RBP recognition motif selection. The number of instances of each RBP was plotted for different Branch Length Scores (BLS) as in Figure 1. These values are plotted using the y-axis on the left. True motifs are indicated in green and shuffled motifs are indicated in gray. Precision is shown in red and plotted according to the y-axis on the right. (A) UAUUUAU. (B) U1A. (C) Nova. (D) U2B.
AU-content is high at the end of 3′UTRs. Each 3′UTR longer than 500 nts was equally divided into ten deciles. For each decile, AU-content was calculated and box-plots across all genes are shown. (A) Human. (B) Mouse. (C) Fruit fly. (D) Worm.
RBP localization compared with shuffled control motifs. Each 3′UTR longer than 2000 nts was equally divided into ten bins, numbered from 0.0 to 0.9. The percentage of RBP recognition sites in each bin was compared with its shuffled control motifs, which have the same AU-content. For each 3′UTR bin, asterisks represent comparisons of percentages between real and random motifs using the binomial test with a Bonferroni correction for 10 tests. One asterisk indicates p<0.05, two asterisks indicate p<0.01, and three asterisks indicate p<0.001. (A) PUM localization in human. (B) UAUUUAU localization in human. (C) PUM localization in mouse. (D) UAUUUAU localization in mouse.
Localization of RBP motifs in 3′UTRs across four organisms. For each organism, 3′UTRs with length longer than 500 nts, but shorter than 2000 nts, were considered. Each 3′UTR was equally divided into 10 bins, numbered from 0.0 to 0.9. The percentage of RBP recognition sites in each bin was plotted. (A) PUM localization pattern. (B) UAUUUAU localization pattern.
Percentage of miRNA recognition sites within 50 nts from RBP sites. For each RBP, the percentage of miRNA recognition sites within 50 nts of an RBP recognition site was determined for the set of all interacting miRNAs (Figure 3) and for the set of all non-interacting miRNAs. All values are shown with box-plots. For each RBP, asterisks represent comparisons of percentages between “Int miRNA” and “Nonint miRNA” determined by Wilcoxon tests. One asterisk indicates p<0.05, two asterisks indicate p<0.01, and three asterisks indicate p<0.001. Two separate data plots are shown for (A) Human and (B) Mouse.

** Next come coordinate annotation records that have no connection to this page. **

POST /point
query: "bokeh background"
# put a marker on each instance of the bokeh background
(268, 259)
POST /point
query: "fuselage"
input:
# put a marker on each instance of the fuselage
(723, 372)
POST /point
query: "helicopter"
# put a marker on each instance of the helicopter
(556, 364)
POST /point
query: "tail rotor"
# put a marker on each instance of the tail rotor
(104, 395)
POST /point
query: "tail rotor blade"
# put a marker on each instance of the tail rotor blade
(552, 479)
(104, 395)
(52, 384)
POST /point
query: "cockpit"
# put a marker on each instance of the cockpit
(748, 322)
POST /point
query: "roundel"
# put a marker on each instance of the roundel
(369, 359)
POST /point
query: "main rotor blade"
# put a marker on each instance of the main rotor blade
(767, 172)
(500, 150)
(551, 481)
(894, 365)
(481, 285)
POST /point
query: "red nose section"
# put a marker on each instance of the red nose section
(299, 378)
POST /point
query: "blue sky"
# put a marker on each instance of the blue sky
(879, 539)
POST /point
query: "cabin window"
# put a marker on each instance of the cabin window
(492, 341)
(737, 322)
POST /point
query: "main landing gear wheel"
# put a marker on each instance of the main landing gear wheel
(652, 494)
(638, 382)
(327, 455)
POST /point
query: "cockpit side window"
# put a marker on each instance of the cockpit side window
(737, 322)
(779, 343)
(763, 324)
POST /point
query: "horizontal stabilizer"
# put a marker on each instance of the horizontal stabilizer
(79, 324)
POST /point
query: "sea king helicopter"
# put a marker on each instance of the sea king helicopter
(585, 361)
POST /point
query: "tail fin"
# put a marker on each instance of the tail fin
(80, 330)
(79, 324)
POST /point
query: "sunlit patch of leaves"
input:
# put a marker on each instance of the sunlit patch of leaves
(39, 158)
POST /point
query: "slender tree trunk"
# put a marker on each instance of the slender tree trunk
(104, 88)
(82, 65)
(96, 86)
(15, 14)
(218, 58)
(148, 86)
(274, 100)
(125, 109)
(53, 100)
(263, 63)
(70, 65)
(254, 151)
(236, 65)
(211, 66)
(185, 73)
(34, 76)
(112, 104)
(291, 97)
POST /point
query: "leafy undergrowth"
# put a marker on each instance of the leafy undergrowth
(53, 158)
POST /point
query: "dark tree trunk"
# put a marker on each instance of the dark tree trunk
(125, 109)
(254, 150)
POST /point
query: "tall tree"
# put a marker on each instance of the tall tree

PUM co-localizes with its interacting miRNAs in the Par-CLIP region. The recognition sites of PUM and miRNAs were restricted to those experimentally identified by Par-CLIP analysis of PUM2 and AGO binding in the HEK293T cell line . The number of neighboring PUM and miRNA recognition sites within 50 nts was counted. To determine the number of neighboring recognition sites expected by chance, the labels of all miRNA recognition sites were shuffled across chromosomes and the number of neighboring PUM and miRNA sites within the Par-CLIP region was counted again. For each miRNA, the enrichment ratio was calculated as (#neighboring sites)/(#expected sites). (A) Enrichment ratios for PUM-interacting miRNAs (Figure 3A) and non-interacting miRNAs are shown with box-plots. Asterisks represent comparisons of enrichment ratios between the two groups determined by Wilcoxon tests. One asterisk indicates p<0.05, two asterisks indicate p<0.01, and three asterisks indicate p<0.001. (B) The PUM-interacting miRNAs were classified as expressed if they were among the 25% of the most frequently sequenced small RNAs in HEK293T cells  (miR-30abcde/384-5p, miR-101 and miR-221/222). The rest of the PUM-interacting miRNAs were classified as non-expressed (miR-144, miR-300, miR-376c, miR-410). Enrichment ratios between the two groups were visualized and compared in the same way as described in (A).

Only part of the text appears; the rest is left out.